Prima ancora che divengano rifiuti si dovrebbe riutilizzare i prodotti e gli imballaggi in plastica, migliorando in modo drastico il riciclaggio e soprattutto che i rifiuti non vengano buttati nell’ambiente. Nel nuovo Piano d’azione per l’Economia circolare, lanciato dalla Commissione UE lo scorso marzo, è previsto che saranno “adottate disposizioni vincolanti relative al contenuto riciclato e misure per la riduzione dei rifiuti per prodotti fondamentali quali gli imballaggi”.
“Abbiamo sviluppato esperienza nel cambiare comportamento per rompere le abitudini di plastica e fermare l’inquinamento di plastica alla fonte – ha aggiunto Roger Spranz, co-fondatore della Ong MOPF – Siamo registrati in Germania ma il fulcro delle nostre attività e collaborazioni è in Indonesia, la seconda fonte di inquinamento marino delle materie plastiche. Collaborando con partner locali, l’implementazione della nostra campagna Tasini in Indonesia ha finora contribuito a impedire che circa 20 milioni di sacchetti di plastica e 50.000 bottiglie di plastica finissero nelle zone costiere e nell’oceano”.

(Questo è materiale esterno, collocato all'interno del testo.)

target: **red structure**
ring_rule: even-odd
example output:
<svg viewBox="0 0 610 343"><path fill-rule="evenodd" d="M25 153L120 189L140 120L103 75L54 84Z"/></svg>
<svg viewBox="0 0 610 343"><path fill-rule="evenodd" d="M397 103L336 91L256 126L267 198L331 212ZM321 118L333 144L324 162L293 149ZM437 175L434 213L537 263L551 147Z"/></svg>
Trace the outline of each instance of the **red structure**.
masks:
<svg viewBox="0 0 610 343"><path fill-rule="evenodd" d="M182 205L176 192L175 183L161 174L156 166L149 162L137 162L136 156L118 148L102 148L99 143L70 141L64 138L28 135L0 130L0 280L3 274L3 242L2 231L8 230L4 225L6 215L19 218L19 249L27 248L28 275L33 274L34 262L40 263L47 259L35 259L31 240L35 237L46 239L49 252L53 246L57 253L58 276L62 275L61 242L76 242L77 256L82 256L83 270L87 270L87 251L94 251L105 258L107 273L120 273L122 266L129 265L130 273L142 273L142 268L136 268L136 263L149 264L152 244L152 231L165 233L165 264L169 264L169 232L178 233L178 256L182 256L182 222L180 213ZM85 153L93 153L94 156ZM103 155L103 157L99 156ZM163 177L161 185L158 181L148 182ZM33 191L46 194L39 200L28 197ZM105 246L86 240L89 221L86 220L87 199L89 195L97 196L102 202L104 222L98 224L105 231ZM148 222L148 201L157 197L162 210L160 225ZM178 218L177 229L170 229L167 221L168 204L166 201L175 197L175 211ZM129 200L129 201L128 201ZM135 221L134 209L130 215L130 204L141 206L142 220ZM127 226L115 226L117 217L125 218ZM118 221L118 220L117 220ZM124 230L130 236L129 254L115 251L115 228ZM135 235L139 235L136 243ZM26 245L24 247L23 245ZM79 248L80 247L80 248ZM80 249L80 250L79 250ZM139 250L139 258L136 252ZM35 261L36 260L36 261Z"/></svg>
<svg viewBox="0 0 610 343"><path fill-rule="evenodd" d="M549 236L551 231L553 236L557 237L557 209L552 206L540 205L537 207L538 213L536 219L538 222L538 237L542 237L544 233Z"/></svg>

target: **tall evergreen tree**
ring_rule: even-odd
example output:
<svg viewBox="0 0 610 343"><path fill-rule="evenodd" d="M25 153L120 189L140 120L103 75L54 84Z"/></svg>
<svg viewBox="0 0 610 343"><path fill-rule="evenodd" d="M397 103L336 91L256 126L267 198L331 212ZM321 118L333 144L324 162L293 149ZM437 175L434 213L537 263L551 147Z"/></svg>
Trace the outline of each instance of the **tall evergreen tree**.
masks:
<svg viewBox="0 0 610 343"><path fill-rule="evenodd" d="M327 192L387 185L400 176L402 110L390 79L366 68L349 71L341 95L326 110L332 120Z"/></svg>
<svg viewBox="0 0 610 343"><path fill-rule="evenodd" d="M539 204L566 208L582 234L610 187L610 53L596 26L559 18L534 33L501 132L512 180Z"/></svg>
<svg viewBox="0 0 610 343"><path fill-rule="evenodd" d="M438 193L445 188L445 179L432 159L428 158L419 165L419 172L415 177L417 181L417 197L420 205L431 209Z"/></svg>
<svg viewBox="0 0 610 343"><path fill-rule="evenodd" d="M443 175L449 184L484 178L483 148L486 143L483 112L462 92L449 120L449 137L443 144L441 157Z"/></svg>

Per l’iniziativa “Tasini”, borse della spesa pieghevoli e riutilizzabili, realizzate con plastica recuperata e riciclata da rifiuti marini, che hanno la forma di animali marini, come piccole tartarughe, polpi, squali e razze, che sono degli ambasciatori ambientali , aumentando la consapevolezza del problema e sono anche un accessorio di moda attaccato al portachiavi, la Ong MOPF ha ricevuto nel 2017 il Premio “Clean Seas. La sfida dell’innovazione della plastica marina” lanciata dall’UNEP (Programma Ambiente delle Nazioni Unite).